I struggle (a little, not too much) with how to feel productive at this stage of my life and think a lot about how to blend my current priority (having free time and being happy) with contributing something to the world using skills I’ve gained. This is a common theme with many midwives my age so being at the fair and educating the public about what we do, offering help in making healthy life choices, giving tips on navigating our medical system, and supporting women considering becoming a midwife are all aspects of this weekend that make me feel productive. Lots of people stop by the table including nurses I’ve worked with in the past, old students of mine, and many women whose babies I’ve delivered. There’s a sense of joy when I remember them and their birth and we can pick right up, and others look familiar but their stories aren’t vivid in my mind. I don’t even try to pretend I remember their name. Sometimes I panic when someone comes up to me with a child who is old enough to have already won some kind of award, and says, “Remember this little one?” And my heart sinks and I think, “I don’t even remember you.” Early this morning a woman came to the booth with a two year old in her arms, beautiful baby, as they all are, with dark ringlets.

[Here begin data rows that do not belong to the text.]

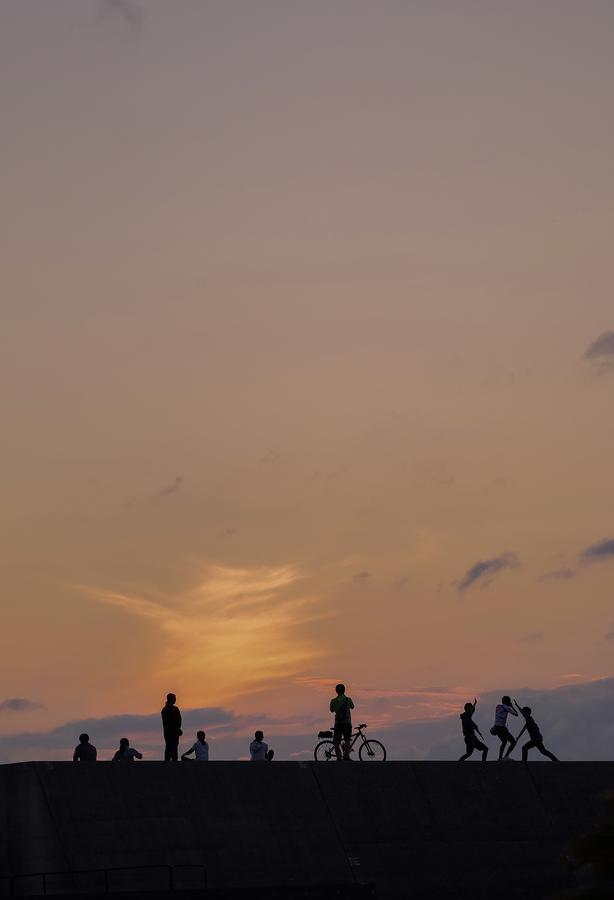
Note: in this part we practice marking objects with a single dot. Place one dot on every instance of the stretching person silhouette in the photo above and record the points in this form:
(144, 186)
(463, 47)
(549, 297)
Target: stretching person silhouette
(532, 728)
(500, 727)
(469, 732)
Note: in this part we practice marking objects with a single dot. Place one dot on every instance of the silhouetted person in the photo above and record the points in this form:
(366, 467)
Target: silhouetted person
(531, 726)
(469, 733)
(84, 751)
(126, 753)
(259, 749)
(171, 724)
(200, 749)
(499, 729)
(342, 732)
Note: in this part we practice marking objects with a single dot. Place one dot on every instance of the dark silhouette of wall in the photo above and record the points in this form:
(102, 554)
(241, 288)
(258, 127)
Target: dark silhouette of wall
(420, 830)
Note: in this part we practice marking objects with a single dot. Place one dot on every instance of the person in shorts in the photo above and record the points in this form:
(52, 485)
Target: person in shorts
(200, 748)
(532, 728)
(500, 729)
(342, 733)
(470, 729)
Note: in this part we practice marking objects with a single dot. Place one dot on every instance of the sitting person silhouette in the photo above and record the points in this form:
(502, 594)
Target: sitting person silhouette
(259, 750)
(469, 733)
(500, 730)
(532, 728)
(126, 753)
(200, 748)
(84, 751)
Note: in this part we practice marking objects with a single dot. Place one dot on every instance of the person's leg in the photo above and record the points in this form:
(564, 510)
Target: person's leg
(478, 745)
(509, 737)
(337, 734)
(469, 750)
(545, 752)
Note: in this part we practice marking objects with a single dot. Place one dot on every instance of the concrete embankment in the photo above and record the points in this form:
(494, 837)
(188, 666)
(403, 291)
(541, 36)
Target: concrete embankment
(399, 829)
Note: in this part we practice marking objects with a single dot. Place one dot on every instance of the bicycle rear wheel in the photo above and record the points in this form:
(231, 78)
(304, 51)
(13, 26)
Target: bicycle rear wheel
(372, 751)
(325, 752)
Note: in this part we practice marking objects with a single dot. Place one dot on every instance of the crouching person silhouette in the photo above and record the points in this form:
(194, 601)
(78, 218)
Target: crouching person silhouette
(259, 749)
(126, 753)
(532, 729)
(470, 729)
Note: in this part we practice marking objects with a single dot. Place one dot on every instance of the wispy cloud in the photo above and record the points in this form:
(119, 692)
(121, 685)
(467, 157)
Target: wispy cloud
(600, 354)
(559, 575)
(19, 704)
(601, 551)
(484, 571)
(239, 628)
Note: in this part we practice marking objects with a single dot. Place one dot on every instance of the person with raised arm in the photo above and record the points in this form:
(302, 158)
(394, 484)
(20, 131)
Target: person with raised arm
(532, 729)
(470, 729)
(500, 729)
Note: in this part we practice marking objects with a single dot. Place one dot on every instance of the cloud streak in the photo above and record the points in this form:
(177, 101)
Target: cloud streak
(239, 628)
(19, 704)
(600, 354)
(483, 572)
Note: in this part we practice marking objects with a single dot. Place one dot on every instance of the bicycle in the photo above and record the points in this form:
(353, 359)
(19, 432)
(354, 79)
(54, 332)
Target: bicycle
(370, 750)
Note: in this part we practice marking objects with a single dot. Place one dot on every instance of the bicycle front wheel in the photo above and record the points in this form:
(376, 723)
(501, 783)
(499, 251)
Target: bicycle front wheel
(325, 752)
(372, 751)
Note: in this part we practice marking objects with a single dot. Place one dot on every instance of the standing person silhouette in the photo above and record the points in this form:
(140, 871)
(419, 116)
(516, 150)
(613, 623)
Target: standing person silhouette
(84, 751)
(532, 728)
(500, 729)
(171, 725)
(342, 734)
(469, 733)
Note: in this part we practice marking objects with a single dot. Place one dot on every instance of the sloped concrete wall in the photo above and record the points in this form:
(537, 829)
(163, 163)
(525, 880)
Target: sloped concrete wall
(417, 830)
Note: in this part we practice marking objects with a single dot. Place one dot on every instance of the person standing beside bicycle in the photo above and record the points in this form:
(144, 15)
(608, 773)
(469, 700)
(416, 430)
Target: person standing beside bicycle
(342, 735)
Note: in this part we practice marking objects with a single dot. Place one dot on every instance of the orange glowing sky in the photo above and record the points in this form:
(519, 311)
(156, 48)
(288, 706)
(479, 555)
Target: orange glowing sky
(297, 307)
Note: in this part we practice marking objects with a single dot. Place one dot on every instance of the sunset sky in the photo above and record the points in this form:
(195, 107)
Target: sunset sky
(307, 364)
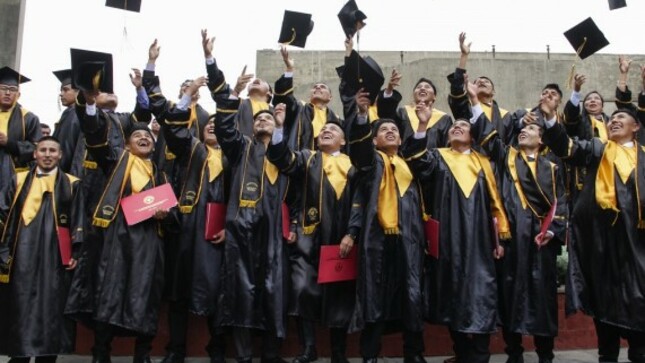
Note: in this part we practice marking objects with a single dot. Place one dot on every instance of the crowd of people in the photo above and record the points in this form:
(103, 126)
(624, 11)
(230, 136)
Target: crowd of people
(454, 218)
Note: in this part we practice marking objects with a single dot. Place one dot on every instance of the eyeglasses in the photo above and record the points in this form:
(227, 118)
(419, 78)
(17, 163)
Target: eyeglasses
(8, 89)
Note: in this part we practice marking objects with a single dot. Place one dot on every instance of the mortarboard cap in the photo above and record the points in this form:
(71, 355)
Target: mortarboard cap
(91, 70)
(10, 77)
(616, 4)
(295, 28)
(131, 5)
(64, 76)
(363, 73)
(586, 39)
(351, 18)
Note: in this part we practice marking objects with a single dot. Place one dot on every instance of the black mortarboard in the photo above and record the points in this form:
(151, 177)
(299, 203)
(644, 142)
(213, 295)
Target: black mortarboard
(91, 70)
(64, 76)
(10, 77)
(295, 28)
(363, 72)
(616, 4)
(131, 5)
(586, 39)
(351, 18)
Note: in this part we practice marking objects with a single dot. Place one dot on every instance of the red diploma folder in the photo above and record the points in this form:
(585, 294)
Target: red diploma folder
(285, 221)
(431, 229)
(333, 268)
(215, 220)
(141, 206)
(64, 245)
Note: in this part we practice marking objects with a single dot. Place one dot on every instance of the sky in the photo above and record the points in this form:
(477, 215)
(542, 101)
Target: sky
(242, 27)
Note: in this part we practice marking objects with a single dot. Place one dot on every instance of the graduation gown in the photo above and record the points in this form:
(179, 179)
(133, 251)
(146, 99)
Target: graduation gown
(23, 131)
(254, 290)
(68, 130)
(326, 216)
(121, 279)
(606, 254)
(390, 272)
(32, 301)
(461, 285)
(299, 124)
(197, 263)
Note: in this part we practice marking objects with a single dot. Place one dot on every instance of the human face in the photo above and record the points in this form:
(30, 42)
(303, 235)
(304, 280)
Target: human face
(67, 95)
(593, 104)
(529, 137)
(622, 127)
(424, 92)
(263, 125)
(47, 155)
(388, 138)
(320, 92)
(8, 95)
(331, 138)
(459, 133)
(140, 143)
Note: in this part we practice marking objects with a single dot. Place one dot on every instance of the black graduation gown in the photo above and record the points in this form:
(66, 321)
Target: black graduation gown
(607, 251)
(331, 303)
(23, 131)
(67, 130)
(390, 270)
(254, 289)
(32, 303)
(461, 285)
(196, 274)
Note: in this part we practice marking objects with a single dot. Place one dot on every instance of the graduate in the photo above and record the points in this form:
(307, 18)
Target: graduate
(34, 281)
(67, 129)
(258, 91)
(461, 194)
(194, 284)
(391, 246)
(608, 229)
(330, 214)
(304, 120)
(19, 128)
(254, 290)
(530, 186)
(118, 291)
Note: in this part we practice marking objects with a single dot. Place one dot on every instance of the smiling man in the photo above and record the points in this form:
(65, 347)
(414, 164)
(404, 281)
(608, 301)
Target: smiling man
(34, 281)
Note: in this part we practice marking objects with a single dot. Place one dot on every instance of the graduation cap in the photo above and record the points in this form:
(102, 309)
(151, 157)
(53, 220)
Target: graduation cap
(10, 77)
(91, 71)
(351, 18)
(295, 28)
(130, 5)
(616, 4)
(363, 72)
(586, 38)
(64, 76)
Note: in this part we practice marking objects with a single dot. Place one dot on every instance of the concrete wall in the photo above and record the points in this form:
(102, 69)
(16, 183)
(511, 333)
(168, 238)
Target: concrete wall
(518, 77)
(11, 23)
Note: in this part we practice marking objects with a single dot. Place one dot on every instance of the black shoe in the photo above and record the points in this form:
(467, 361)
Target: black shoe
(172, 357)
(308, 356)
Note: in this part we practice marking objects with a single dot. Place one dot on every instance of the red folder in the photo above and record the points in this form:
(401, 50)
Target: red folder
(64, 245)
(431, 229)
(333, 268)
(285, 221)
(141, 206)
(215, 220)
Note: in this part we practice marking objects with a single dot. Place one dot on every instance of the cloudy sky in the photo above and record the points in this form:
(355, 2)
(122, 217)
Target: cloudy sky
(241, 27)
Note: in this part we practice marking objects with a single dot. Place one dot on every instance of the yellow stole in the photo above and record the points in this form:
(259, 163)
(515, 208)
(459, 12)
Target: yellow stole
(465, 169)
(388, 200)
(414, 119)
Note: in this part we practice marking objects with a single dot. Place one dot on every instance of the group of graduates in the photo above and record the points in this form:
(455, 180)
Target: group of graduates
(370, 181)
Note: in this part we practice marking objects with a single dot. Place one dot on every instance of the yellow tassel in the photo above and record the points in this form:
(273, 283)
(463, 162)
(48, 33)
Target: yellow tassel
(100, 222)
(186, 209)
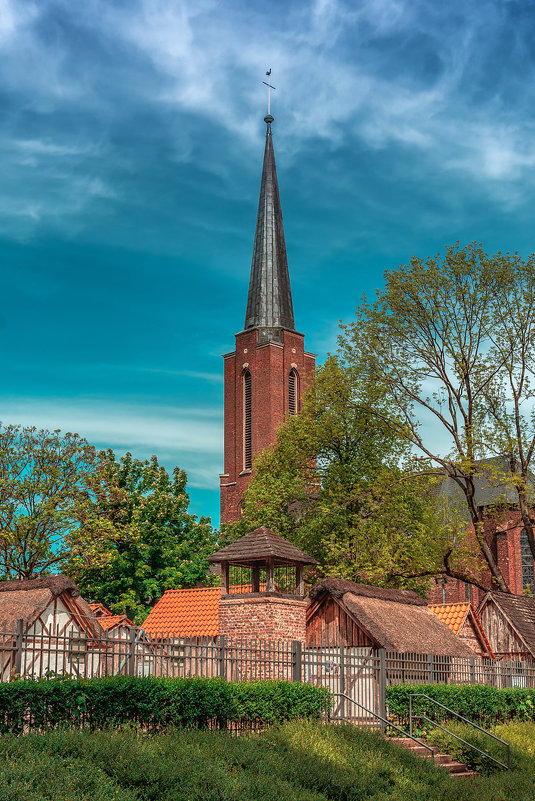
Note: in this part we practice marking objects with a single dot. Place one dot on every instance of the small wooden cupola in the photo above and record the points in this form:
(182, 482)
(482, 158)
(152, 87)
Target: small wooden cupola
(262, 564)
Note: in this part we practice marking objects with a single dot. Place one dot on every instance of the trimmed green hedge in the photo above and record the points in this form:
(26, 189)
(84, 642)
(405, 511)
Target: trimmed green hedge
(477, 702)
(155, 703)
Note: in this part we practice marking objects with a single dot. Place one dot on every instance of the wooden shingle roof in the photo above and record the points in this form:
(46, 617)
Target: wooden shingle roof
(259, 545)
(519, 610)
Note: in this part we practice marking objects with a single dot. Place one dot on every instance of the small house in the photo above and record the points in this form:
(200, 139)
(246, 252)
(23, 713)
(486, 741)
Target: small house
(463, 620)
(509, 622)
(47, 628)
(358, 615)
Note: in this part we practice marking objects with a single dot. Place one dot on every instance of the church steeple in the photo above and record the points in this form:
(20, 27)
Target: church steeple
(268, 372)
(269, 303)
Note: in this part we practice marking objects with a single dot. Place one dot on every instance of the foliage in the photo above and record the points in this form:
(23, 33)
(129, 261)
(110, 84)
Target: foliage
(449, 343)
(297, 761)
(47, 506)
(157, 544)
(480, 703)
(154, 702)
(334, 485)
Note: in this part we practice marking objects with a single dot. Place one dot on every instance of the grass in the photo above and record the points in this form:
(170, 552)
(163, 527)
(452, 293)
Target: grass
(297, 761)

The woman said, “I don’t expect you to remember me, but two years ago I was very pregnant and came to your talk here.” I instantly loved her for starting out like that. Then she said, “I was worried about telling my mother I wanted to have my baby at home and was planning a hospital birth I didn’t want and wasn’t comfortable with. You gave me a pep talk and I ended up doing what I felt most comfortable with and I had her at home and it was the most wonderful experience! And here she is!” I asked her how her mother took it? She said, “She was incredibly supportive! I never expected her to be that way but you encouraged me to advocate for myself. I just wanted to come by here to thank you. I will never forget you. Keep up the good work!” I choked up. I thanked the birth goddesses. I decided I’m coming here forever.